TOPLUMSAL CİNSİYET EŞİTSİZLİĞİ İLE ETKİLİ VE YAYGIN MÜCADELE
Kadına yönelik şiddeti doğuran temel etkenlerden biri de toplumsal cinsiyet eşitsizliğidir. Toplumsal cinsiyet eşitsizliği, hayatın birçok alanında erkeklerin baskın olduğu, kadınların ikincil konuma itildiği eşit olmayan güç ilişkilerini içermektedir. Eşit olmayan güç ve egemenlik ilişkileri beraberinde şiddeti getirmektedir. Toplumun cinslere yüklediği roller kadını değersizleştirmekte, toplumdan soyutlamakta, erkeği saldırganlaştırmakta, kadına da erkeğe de zarar vermektedir.Toplumsal cinsiyet eşitsizliği etkili ve yaygın biçimde mücadele edilmelidir. Kadınların siyasi hayata daha etkin katılmaları, karar alma mekanizmalarında bulunmaları, sosyal yaşantıda, bilimde, sporda, sanatta önder roller üstlenmeleri de eşitsizlikle mücadelenin en etkili yöntemlerindendir.

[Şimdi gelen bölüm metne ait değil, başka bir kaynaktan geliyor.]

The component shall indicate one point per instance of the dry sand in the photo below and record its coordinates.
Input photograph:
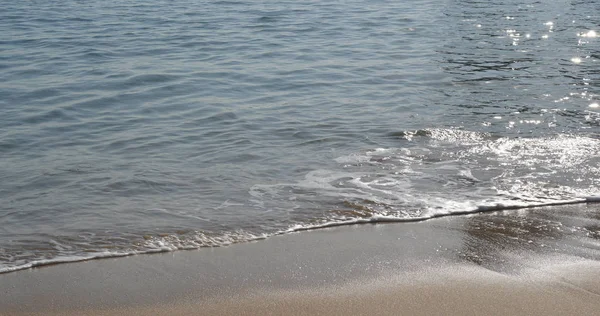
(507, 263)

Emine Bulutların çığlık çığlığa öldürülmediği bir Türkiye için, kadın-erkek arasında saygı ve sevgiye dayanan, eşit bir paylaşım ilişkisinin olduğu, kaynaşmış bir toplum için göreve çağırıyoruz.
Bu çağrımız tüm Türkiye’ye!
Bütün kadınlara ve erkeklere!
Sessiz kalmayacağız, sorumluluk alacağız, mücadele edeceğiz.